Preventing web scraping is essential for website administrators. Beyond content theft, the server resources consumed by crawlers can be costly for many site owners.

This article presents a fundamental approach: analyzing Nginx logs to identify high-frequency IPs, then blocking them from accessing your site.

Identifying Scraper IPs

Execute the following command:

awk '{print $1}' access.log | sort | uniq -c | sort -nr | head -n 10

Where:

  • access.log: Your Nginx access log file

This command analyzes request IPs in Nginx logs, identifying the top 10 most active IPs. Typically, an IP generating numerous requests in a short timeframe is likely a scraper.

Blocking IP Access

Create a blockip.conf file in your Nginx configuration directory to manage blocked IPs.

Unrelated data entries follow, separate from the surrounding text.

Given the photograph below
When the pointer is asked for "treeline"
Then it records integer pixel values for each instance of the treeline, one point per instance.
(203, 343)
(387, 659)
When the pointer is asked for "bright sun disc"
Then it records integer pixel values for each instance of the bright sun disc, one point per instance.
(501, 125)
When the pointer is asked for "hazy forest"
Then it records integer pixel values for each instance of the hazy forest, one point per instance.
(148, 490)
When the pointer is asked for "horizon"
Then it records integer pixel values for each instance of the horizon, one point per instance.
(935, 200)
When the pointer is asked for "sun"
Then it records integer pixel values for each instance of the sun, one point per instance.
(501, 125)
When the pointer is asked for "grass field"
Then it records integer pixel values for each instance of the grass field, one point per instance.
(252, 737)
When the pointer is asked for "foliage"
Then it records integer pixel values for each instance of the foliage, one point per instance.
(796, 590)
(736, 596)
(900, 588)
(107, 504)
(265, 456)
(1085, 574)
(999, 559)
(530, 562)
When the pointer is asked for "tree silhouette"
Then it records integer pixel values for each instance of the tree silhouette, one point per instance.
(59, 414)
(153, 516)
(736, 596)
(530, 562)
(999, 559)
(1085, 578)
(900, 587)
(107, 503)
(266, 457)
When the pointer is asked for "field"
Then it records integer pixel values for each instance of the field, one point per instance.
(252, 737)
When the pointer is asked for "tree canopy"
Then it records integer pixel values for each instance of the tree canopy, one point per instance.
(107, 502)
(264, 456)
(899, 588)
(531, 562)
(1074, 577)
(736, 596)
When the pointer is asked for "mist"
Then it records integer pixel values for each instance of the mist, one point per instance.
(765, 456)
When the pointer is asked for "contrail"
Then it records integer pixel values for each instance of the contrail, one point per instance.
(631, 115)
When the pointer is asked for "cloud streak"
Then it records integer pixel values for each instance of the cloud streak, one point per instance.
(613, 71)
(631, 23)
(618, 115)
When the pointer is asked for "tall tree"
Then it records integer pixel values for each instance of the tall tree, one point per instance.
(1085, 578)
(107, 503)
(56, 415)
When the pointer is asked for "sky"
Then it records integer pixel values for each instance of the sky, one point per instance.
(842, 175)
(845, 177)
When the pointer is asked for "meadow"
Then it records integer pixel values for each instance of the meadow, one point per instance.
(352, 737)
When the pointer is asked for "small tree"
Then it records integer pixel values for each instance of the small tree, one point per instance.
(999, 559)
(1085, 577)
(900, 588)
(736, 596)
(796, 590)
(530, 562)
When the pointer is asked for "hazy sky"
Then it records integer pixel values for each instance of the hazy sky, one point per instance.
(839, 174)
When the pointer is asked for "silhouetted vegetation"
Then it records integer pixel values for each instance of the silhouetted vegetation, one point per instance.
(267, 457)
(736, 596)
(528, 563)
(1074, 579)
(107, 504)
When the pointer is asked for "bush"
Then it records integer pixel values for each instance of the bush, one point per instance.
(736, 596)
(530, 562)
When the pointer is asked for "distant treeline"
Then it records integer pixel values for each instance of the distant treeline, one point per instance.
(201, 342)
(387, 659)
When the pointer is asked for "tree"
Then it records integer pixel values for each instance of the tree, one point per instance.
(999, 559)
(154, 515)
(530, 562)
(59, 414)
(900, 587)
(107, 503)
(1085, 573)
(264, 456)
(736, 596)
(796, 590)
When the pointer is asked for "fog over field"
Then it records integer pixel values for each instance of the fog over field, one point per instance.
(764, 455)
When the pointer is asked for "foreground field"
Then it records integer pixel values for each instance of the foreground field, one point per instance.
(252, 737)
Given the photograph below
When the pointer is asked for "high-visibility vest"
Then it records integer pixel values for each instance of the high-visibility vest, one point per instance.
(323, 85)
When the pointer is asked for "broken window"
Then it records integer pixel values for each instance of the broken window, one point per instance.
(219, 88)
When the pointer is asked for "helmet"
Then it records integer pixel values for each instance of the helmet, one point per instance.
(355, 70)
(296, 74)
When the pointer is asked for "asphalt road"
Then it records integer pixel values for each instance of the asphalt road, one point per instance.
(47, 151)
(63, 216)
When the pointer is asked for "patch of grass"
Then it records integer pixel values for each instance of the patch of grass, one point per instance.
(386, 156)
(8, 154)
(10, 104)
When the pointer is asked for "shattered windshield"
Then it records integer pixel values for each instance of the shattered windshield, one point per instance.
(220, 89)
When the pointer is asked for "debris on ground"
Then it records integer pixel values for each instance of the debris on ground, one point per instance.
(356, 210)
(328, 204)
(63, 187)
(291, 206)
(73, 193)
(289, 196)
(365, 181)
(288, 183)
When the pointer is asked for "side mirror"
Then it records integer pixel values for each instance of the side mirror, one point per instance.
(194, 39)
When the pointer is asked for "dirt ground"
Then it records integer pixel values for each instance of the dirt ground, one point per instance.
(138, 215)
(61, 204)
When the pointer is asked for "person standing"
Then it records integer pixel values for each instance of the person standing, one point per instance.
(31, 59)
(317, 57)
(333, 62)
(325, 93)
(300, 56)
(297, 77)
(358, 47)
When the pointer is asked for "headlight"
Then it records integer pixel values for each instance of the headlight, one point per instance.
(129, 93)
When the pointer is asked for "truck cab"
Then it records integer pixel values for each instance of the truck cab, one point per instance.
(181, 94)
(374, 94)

Add scraper IPs in this format:

deny IP;

Parameters:

  • deny: Nginx access control directive for restricting server access
  • IP: Target IP (supports both IPv4 and IPv6)

Include this configuration in your http, server, or location block:

include blockip.conf;

Restart Nginx to apply changes.

Blocked IPs will receive 403 Forbidden responses.

Care should be taken to identify search engine spider requests and CDN back-to-origin requests;

Advanced Blocking Patterns

# Block single IP
deny IP;

# Allow single IP
allow IP;

# Block all IPs
deny all;

# Allow all IPs
allow all;

# Block IP range
deny IP/24;

Combination example:

# Whitelist specific IP while blocking others
allow IP;
deny all;